Kualitas udara Jakarta di malam hari jauh lebih buruk dan tidak sehat. Kepala Pusat Informasi Perubahan Iklim, Badan Meteorologi, Klimatologi, dan Geofisika (BMKG), A Fachri Radjab mengatakan kondisi ini dipengaruhi oleh lapisan inversi.
Dilansir detikNews, Senin (28/8). Fachri menyebut konsentrasi particulate matter (PM) 2,5 relatif lebih tinggi menjelang pagi.
"Kalau kita lihat siklus harian, PM 2,5 memang dalam siklus harian konsentrasi cenderung lebih tinggi pada malam hari. Malam hari itu relatif lebih tinggi hingga menjelang pagi," kata Fachri dalam sambutannya di acara Diskusi Publik Quick Response Penanganan Kualitas Udara Jakarta di Hotel Shangri-La, Tanah Abang, Jakarta Pusat, Senin (28/8/2023), dikutip dari detikNews.

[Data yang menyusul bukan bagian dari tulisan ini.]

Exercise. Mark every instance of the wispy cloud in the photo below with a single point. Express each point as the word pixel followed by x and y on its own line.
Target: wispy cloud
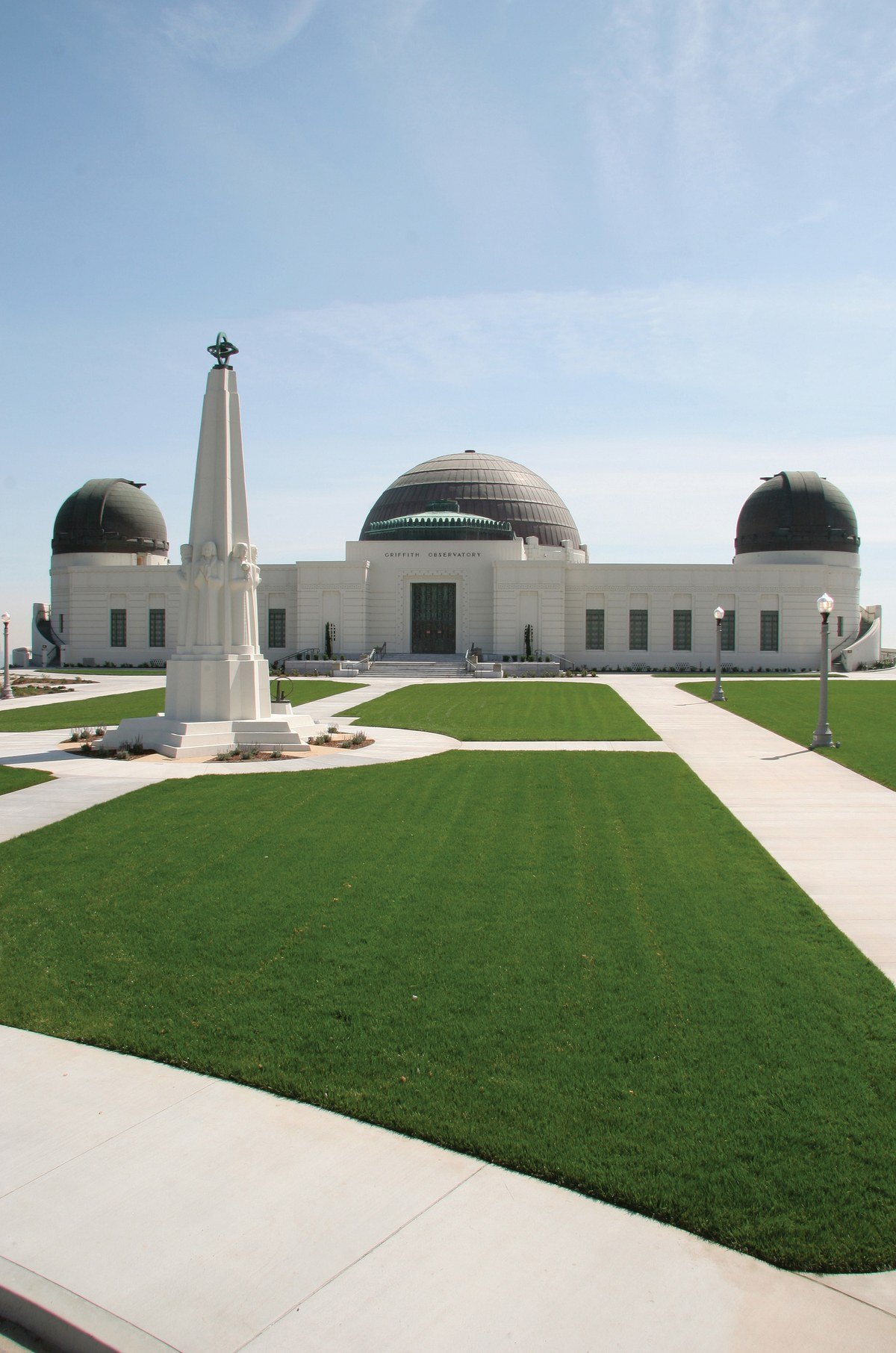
pixel 231 34
pixel 814 346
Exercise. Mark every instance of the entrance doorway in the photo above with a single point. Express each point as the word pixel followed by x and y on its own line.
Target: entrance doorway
pixel 432 618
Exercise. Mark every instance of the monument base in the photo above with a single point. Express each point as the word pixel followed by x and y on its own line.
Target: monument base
pixel 217 686
pixel 206 738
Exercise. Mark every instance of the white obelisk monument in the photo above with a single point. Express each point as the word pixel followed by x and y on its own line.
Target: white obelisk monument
pixel 218 685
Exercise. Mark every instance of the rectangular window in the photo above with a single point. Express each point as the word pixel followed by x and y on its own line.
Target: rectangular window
pixel 681 629
pixel 156 628
pixel 276 626
pixel 593 628
pixel 638 629
pixel 769 631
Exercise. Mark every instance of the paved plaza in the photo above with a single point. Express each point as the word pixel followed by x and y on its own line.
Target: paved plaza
pixel 155 1209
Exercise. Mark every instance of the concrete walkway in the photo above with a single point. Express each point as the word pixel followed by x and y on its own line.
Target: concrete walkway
pixel 831 830
pixel 156 1210
pixel 199 1216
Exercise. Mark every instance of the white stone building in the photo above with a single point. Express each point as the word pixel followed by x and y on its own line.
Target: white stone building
pixel 474 550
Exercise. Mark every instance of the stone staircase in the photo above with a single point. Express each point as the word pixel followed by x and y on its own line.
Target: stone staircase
pixel 417 668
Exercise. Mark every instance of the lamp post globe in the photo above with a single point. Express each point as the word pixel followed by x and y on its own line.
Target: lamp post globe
pixel 822 736
pixel 7 689
pixel 719 616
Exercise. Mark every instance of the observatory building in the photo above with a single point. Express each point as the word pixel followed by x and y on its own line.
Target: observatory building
pixel 476 550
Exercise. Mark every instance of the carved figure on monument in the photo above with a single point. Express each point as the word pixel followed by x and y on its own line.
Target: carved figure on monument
pixel 210 579
pixel 244 608
pixel 184 578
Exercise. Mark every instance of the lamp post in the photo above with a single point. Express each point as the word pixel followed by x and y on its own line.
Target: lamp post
pixel 718 691
pixel 7 689
pixel 822 736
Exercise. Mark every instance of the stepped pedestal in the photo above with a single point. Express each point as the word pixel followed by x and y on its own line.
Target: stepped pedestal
pixel 218 685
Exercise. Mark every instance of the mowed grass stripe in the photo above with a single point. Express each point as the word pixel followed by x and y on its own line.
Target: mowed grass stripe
pixel 579 966
pixel 508 711
pixel 862 718
pixel 108 711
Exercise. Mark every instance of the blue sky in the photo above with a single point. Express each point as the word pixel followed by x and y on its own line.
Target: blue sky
pixel 644 246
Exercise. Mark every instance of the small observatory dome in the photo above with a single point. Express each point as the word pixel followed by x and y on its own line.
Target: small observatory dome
pixel 476 486
pixel 796 509
pixel 111 517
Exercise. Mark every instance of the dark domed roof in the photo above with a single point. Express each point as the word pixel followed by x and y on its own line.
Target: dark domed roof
pixel 113 517
pixel 796 509
pixel 482 486
pixel 441 521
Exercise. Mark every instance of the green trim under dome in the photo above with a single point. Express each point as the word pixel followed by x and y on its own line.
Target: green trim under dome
pixel 491 488
pixel 110 517
pixel 441 520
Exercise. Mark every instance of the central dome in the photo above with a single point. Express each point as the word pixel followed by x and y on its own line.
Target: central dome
pixel 481 486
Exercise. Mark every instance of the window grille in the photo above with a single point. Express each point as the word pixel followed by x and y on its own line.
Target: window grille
pixel 681 629
pixel 593 628
pixel 769 631
pixel 276 626
pixel 156 628
pixel 638 629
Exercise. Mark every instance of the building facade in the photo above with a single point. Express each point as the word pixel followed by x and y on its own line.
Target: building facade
pixel 476 550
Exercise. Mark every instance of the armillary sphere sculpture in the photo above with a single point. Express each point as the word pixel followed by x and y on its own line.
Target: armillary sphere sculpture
pixel 223 349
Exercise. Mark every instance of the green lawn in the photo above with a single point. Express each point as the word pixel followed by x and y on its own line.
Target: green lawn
pixel 508 712
pixel 18 777
pixel 108 711
pixel 861 715
pixel 576 965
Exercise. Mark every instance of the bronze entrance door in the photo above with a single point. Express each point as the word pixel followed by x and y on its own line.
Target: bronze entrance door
pixel 432 618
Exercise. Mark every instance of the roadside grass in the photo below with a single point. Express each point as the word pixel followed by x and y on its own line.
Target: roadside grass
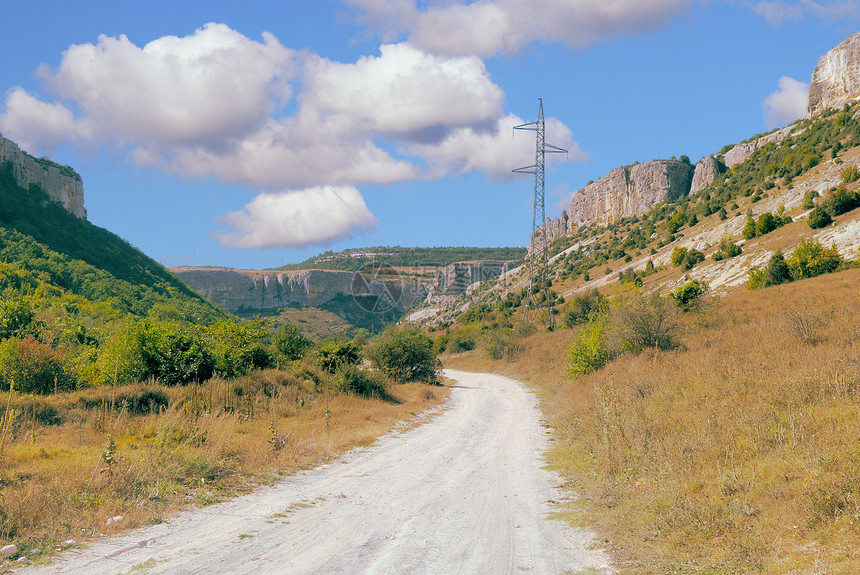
pixel 99 458
pixel 738 452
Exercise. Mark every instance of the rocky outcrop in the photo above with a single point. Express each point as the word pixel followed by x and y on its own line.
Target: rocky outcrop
pixel 836 78
pixel 557 228
pixel 61 183
pixel 243 290
pixel 744 150
pixel 706 173
pixel 455 279
pixel 626 192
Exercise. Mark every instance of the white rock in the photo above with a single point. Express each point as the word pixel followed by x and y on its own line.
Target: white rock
pixel 8 551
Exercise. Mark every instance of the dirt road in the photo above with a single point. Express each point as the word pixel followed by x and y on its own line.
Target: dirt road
pixel 463 493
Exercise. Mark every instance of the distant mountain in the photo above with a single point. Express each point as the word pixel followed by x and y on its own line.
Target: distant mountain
pixel 356 258
pixel 43 237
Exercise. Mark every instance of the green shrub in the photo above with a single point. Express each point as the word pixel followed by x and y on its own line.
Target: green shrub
pixel 336 355
pixel 583 308
pixel 640 321
pixel 352 379
pixel 290 343
pixel 688 296
pixel 404 355
pixel 850 174
pixel 33 367
pixel 811 259
pixel 588 351
pixel 819 218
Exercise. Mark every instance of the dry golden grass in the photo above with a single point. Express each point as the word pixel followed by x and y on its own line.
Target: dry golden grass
pixel 60 482
pixel 737 453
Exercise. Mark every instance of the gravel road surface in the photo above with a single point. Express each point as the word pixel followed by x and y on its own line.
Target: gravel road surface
pixel 463 493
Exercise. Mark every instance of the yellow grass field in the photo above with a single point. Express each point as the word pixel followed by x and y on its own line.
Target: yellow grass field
pixel 737 452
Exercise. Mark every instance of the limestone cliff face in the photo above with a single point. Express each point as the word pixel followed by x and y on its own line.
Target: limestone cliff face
pixel 557 228
pixel 706 173
pixel 626 192
pixel 836 78
pixel 62 184
pixel 744 150
pixel 455 279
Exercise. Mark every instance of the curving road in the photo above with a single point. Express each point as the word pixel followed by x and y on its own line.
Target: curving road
pixel 463 493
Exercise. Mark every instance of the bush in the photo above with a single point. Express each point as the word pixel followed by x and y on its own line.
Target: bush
pixel 351 379
pixel 776 272
pixel 583 308
pixel 727 248
pixel 336 355
pixel 819 218
pixel 33 367
pixel 811 259
pixel 850 174
pixel 688 296
pixel 404 355
pixel 641 321
pixel 588 351
pixel 290 343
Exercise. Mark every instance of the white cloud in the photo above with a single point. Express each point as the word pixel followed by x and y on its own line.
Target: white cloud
pixel 778 11
pixel 297 218
pixel 213 104
pixel 488 27
pixel 405 92
pixel 34 124
pixel 786 104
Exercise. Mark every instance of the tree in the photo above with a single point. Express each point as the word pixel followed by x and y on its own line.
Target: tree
pixel 33 367
pixel 237 346
pixel 404 355
pixel 290 342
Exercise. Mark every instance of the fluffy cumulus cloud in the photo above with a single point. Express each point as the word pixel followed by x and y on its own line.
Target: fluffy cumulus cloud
pixel 778 11
pixel 313 215
pixel 786 104
pixel 258 114
pixel 488 27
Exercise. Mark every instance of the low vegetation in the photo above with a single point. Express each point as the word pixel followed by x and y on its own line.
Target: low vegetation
pixel 731 451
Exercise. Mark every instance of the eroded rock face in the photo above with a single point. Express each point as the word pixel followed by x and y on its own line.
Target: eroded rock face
pixel 744 150
pixel 836 78
pixel 706 173
pixel 62 184
pixel 557 228
pixel 455 279
pixel 629 192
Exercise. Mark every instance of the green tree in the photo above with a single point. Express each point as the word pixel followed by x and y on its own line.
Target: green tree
pixel 404 355
pixel 290 343
pixel 811 259
pixel 33 367
pixel 237 347
pixel 588 351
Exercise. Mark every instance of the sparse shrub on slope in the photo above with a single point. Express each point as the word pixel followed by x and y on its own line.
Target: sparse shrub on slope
pixel 404 355
pixel 589 350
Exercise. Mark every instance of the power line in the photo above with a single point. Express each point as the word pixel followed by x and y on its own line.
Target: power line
pixel 538 295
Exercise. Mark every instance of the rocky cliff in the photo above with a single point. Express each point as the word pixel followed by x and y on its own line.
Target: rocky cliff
pixel 706 173
pixel 249 290
pixel 836 78
pixel 744 150
pixel 455 279
pixel 629 191
pixel 61 183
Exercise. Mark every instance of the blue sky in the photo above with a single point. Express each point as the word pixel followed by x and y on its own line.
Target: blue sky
pixel 256 134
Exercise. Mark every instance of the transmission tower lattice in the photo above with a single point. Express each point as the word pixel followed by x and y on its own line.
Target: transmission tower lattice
pixel 538 295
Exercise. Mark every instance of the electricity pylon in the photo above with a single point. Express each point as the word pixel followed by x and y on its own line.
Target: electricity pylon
pixel 538 295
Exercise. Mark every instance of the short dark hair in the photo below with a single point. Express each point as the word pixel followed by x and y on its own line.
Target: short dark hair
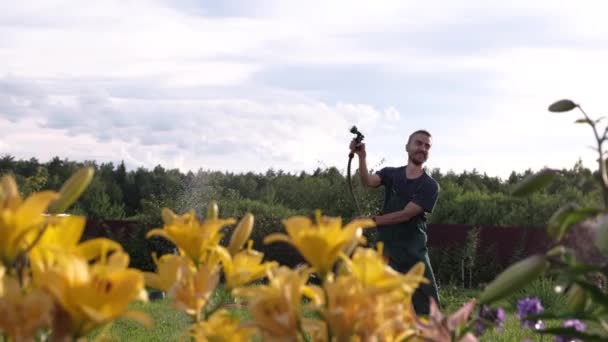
pixel 420 131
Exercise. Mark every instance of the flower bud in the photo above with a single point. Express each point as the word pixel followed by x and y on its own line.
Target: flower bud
pixel 514 278
pixel 212 211
pixel 72 189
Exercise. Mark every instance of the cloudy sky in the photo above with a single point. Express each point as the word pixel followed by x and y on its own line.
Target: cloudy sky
pixel 251 85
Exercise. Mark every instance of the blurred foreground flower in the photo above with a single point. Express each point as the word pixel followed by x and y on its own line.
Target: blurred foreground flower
pixel 321 242
pixel 573 324
pixel 489 317
pixel 530 306
pixel 276 307
pixel 445 328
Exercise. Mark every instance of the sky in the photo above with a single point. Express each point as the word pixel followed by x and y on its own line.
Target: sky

SCROLL TO CONTINUE WITH CONTENT
"Kemudian di pagi juga seiring dengan meningkatnya aktivitas masyarakat, konsentrasi PM 2,5 juga meningkat juga," ucap dia.
Fachri menjelaskan, buruknya kualitas udara itu dipengaruhi oleh lapisan inversi. Dia mengatakan ketebalan lapisan inversi saat malam hari mengecil sehingga konsentrasi PM 2,5 semakin tinggi.
"Polutan ataupun partikel yang menyebabkan polusi itu kontributor kenapa cenderung tingginya di malam hari itu karena adanya yang kita sebut lapisan inversi, itu lapisan pembalik," kata dia.
Fachri menerangkan partikel polusi tersebut berkumpul dan 'terjebak' di lapisan inversi. Kondisi itu juga yang menyebabkan langit di Jakarta tampak 'keruh' karena banyak polusi terjebak di lapisan inversi.
"Kalau kita kenal suhu makin tinggi tempat makin dingin ya, tapi pada ketinggian tertentu dia akan tetap stabil suhunya, dia tidak turun, itu yang disebut lapisan inversi. Pada lapisan inilah polutan-polutan itu berkumpul. Ketika malam hari ketebalan lapisan inversi itu mengecil sehingga konsentrasinya akan semakin tinggi," ujarnya.
Diketahui, Pemprov DKI mengambil sejumlah langkah untuk menangani polusi, seperti menggencarkan uji emisi, memberlakukan WFH 50% untuk ASN DKI, meningkatkan penanaman pohon, hingga menyemprotkan air di jalan protokol.